Mark Lister, head of private wealth research at Craigs Investment Partners, told The Economy Hub he expects the Trump effect to see interest rates and inflation jump considerably.
"A lot of Trump's policies are pro-growth, they will create inflation - it will mean higher interest rates and that will flow through to us in New Zealand," Lister said.
Despite the Reserve Bank cutting the OCR to a record low of 1.75 per cent this morning, Paul Glass, executive chairman of Devon Funds, said it's likely New Zealanders will pay more for their mortgages.
If Trump spends aggressively on infrastructure - like signalled - deficit could blow out and therefore interest rates could go up further, he said.
"I think the banks that fund a lot offshore are going to continue to face headwinds in that area. Global rates do appear that they're going up," he said.
Trade is another area also expected to have a long-term affect on New Zealand.
"We're a trading nation, we depend on exports, the US is our third biggest export market - I think we export about 10 per cent or our goods over there," Lister said.

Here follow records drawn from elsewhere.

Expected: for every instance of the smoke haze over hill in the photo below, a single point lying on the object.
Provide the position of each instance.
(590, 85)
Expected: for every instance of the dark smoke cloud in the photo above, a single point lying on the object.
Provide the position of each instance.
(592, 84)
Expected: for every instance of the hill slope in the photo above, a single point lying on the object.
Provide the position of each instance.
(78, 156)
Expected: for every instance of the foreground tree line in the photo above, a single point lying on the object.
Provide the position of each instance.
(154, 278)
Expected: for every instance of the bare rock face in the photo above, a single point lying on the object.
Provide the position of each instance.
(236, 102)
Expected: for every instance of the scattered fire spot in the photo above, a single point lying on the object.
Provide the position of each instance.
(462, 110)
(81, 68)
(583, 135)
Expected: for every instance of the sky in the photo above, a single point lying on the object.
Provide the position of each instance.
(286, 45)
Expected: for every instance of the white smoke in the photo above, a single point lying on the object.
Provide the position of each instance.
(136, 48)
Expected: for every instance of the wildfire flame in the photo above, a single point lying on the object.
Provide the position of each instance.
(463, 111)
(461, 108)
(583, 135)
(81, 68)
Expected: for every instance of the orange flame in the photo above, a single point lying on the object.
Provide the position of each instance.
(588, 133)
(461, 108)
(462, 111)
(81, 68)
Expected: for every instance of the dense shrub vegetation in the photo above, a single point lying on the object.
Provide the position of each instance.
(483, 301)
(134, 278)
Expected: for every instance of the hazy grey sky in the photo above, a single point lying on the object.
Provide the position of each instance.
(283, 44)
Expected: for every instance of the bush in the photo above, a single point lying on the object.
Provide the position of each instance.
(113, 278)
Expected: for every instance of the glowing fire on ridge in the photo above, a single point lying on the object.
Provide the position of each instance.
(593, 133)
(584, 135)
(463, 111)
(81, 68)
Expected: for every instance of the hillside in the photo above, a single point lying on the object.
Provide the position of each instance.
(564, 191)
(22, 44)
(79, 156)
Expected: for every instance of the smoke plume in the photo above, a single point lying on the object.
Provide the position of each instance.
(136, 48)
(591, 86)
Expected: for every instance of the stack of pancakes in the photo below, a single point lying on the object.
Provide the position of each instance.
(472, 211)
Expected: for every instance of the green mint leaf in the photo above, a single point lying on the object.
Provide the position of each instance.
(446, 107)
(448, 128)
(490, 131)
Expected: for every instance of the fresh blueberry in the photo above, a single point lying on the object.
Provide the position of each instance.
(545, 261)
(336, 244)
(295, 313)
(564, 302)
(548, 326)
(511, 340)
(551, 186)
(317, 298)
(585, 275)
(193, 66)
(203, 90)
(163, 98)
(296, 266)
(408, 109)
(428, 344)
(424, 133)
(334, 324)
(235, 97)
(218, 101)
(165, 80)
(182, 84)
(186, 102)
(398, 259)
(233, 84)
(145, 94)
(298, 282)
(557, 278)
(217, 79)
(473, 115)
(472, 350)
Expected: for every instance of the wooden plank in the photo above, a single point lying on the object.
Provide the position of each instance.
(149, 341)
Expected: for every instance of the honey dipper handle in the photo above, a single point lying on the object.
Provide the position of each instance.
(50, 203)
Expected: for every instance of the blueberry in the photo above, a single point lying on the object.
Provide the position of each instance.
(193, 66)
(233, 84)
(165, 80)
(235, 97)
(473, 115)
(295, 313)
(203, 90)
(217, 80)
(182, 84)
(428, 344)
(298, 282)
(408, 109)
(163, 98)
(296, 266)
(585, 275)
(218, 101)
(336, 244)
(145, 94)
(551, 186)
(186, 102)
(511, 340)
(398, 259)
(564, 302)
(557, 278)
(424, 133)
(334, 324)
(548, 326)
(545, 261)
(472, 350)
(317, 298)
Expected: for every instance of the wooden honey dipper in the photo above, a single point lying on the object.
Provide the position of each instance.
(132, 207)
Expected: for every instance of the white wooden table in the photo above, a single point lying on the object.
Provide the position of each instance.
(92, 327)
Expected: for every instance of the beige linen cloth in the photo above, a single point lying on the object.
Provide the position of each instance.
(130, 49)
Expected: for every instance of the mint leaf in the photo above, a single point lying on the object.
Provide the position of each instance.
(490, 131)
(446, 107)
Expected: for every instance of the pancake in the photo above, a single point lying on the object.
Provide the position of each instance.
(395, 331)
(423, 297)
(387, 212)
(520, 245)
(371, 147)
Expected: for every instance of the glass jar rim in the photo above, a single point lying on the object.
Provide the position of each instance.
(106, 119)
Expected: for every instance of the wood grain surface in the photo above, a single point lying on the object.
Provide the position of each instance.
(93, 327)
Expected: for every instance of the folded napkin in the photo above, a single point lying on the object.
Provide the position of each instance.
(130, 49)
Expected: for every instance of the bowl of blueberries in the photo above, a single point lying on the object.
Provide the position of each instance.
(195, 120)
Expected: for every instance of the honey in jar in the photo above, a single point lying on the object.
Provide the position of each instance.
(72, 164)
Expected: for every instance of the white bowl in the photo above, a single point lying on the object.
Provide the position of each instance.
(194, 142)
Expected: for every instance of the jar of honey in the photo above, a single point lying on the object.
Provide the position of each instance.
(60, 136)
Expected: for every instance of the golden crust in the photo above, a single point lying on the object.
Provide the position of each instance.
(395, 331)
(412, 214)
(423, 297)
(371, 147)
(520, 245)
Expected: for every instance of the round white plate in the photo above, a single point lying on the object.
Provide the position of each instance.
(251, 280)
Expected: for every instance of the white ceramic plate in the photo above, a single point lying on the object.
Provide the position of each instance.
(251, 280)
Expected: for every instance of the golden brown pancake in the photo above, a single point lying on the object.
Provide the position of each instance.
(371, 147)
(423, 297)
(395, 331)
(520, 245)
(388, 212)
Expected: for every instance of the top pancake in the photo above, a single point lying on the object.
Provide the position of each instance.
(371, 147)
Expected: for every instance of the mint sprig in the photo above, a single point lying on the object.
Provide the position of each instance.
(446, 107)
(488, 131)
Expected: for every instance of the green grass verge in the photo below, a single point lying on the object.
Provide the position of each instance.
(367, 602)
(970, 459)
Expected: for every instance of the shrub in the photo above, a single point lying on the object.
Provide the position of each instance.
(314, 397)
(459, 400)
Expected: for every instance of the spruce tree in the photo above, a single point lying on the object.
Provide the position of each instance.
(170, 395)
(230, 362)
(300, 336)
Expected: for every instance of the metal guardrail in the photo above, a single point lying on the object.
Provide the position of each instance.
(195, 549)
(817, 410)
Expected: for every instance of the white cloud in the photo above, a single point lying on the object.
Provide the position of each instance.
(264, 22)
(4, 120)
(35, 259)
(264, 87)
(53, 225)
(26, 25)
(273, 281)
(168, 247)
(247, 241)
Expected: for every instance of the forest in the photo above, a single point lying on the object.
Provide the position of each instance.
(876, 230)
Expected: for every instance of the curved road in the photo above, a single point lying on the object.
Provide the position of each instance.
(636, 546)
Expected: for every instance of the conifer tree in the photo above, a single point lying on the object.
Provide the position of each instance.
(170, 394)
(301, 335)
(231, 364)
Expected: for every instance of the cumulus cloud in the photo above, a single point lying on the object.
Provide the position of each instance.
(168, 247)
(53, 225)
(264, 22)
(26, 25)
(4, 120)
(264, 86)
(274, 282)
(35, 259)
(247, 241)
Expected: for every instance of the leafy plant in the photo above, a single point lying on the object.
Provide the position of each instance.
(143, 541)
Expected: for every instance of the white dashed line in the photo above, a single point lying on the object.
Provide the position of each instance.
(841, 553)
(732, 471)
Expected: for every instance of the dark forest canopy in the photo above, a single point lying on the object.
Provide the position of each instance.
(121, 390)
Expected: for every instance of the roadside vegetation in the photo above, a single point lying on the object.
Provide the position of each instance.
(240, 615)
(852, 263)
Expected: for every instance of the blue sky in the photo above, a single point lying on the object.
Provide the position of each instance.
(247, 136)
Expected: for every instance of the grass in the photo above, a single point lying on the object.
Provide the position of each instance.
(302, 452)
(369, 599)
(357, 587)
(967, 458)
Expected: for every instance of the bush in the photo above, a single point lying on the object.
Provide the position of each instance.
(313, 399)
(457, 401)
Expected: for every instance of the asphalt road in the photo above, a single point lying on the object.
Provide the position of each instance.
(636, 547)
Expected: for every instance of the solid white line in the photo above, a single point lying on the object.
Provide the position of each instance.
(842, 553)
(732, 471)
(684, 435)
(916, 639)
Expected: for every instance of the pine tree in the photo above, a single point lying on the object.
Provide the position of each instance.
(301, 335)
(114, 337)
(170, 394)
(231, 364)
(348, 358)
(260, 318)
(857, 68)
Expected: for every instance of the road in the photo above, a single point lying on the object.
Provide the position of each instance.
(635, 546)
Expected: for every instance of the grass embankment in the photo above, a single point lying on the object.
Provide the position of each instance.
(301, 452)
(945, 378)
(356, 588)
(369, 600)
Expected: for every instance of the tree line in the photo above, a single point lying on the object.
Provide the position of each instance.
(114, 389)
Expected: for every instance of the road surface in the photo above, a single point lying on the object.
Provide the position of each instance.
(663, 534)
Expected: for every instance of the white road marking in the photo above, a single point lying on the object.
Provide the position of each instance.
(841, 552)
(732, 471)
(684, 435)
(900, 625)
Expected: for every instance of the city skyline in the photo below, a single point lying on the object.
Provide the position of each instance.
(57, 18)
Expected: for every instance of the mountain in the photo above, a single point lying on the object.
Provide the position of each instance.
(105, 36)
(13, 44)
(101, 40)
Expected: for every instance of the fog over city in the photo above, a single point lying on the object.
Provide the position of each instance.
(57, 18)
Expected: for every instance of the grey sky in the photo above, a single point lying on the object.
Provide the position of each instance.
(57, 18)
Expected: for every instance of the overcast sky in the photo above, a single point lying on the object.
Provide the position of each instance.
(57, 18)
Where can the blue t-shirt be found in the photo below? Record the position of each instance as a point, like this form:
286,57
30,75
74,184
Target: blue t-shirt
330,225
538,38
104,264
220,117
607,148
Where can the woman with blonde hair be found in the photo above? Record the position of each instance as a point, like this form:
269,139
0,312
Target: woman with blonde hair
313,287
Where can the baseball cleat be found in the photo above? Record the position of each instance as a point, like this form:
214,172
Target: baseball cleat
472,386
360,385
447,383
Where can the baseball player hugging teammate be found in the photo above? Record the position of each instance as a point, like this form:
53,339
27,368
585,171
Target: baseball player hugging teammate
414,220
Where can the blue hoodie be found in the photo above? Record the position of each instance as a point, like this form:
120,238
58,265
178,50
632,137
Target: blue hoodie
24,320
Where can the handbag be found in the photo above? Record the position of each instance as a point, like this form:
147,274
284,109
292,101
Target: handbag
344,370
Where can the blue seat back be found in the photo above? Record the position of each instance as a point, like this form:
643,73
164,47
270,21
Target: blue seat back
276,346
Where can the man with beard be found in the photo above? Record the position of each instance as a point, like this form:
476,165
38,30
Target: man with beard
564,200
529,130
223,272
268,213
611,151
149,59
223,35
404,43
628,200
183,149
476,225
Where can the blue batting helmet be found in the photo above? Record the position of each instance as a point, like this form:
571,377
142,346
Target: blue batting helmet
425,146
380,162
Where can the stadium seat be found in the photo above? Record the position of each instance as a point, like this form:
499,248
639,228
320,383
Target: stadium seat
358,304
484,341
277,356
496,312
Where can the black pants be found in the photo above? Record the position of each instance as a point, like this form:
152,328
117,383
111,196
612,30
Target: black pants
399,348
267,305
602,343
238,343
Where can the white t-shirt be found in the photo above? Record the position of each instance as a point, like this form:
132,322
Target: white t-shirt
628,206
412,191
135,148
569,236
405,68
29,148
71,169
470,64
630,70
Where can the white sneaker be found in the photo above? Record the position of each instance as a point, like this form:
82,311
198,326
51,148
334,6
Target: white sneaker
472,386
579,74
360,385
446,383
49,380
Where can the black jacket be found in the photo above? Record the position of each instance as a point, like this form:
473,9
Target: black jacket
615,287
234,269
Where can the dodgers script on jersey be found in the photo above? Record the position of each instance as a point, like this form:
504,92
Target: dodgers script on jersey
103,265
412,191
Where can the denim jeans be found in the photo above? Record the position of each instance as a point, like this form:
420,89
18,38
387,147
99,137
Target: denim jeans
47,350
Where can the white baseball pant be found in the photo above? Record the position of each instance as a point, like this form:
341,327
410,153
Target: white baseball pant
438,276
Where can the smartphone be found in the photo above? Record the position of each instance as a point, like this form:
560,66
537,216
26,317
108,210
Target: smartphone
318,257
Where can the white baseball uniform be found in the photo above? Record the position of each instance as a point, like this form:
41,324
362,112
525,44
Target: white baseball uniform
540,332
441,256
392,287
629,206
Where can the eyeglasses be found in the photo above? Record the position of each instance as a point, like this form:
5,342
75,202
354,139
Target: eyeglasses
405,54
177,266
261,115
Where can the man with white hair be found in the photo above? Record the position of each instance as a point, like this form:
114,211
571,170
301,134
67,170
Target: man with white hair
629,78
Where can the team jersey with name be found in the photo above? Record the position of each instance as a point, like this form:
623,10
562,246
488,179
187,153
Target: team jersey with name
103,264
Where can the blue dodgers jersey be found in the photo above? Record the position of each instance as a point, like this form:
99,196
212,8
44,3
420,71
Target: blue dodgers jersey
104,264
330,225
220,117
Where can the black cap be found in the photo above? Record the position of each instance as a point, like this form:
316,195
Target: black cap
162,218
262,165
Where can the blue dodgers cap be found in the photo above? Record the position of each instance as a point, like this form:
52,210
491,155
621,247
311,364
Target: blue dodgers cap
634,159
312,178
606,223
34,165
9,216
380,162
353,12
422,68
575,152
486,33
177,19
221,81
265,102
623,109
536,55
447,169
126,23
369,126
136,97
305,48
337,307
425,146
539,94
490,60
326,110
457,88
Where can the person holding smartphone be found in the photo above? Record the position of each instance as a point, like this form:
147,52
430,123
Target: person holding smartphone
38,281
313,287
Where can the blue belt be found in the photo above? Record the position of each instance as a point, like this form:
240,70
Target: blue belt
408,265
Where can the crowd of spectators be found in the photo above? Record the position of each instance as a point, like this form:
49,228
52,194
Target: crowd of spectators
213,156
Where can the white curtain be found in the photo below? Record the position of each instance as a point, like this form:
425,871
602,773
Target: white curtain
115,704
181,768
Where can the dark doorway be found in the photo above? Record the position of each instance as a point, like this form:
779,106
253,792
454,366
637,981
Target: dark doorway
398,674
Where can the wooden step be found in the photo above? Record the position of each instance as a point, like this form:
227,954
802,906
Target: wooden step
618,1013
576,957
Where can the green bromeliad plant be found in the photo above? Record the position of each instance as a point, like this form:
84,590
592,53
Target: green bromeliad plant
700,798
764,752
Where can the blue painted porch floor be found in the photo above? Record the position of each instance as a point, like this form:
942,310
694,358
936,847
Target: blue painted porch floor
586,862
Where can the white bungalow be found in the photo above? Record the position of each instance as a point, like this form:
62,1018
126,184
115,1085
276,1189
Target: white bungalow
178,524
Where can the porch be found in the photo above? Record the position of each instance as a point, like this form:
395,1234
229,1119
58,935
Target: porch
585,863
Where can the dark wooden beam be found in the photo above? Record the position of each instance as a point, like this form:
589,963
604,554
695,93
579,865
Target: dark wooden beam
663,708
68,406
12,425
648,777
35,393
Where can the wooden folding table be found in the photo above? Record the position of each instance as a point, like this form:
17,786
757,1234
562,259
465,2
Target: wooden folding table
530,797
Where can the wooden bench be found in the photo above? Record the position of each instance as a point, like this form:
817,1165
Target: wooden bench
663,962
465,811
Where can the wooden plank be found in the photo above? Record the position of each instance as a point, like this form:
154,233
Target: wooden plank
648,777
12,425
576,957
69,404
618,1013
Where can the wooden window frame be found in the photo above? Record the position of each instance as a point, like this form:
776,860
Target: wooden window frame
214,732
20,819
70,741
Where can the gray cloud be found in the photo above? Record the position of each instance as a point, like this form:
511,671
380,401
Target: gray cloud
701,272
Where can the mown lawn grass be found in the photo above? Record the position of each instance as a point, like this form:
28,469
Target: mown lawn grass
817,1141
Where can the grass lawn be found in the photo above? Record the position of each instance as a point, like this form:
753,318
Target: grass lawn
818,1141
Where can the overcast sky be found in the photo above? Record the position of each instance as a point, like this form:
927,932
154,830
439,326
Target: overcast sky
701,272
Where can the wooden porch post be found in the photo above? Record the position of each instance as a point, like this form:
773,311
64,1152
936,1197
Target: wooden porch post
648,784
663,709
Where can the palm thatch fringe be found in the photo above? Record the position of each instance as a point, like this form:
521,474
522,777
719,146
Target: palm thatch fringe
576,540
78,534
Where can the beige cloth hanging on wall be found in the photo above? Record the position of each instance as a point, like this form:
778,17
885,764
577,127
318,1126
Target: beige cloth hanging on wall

"We're not in the firing line right away - it's China and Mexico and those places where Trump perceives jobs to have been taken away from Americans... - but anything that reduces global trade is a negative for us."
The Reserve Bank of New Zealand is expected to watch the US Federal Reserve to see if it hikes rates in December.
Glass said he believed it was too early to call whether we could expect to see changes in US policy from the Federal Reserve.
"We could see currency wars, we could see trade wars, or, we could see Trump comes back after Christmas and he's a lot more considertry, he's had some advice, he probably realises that a lot of the policies he's been advocating can't be implemented.
"You have to hope that the man that arrives in office is going to be different to the man we saw in the campaign. The reality is we don't know... This is such an unusual candidate that the market probably at this stage is at a little bit of a loss as to analyse what the likely impact is going to be."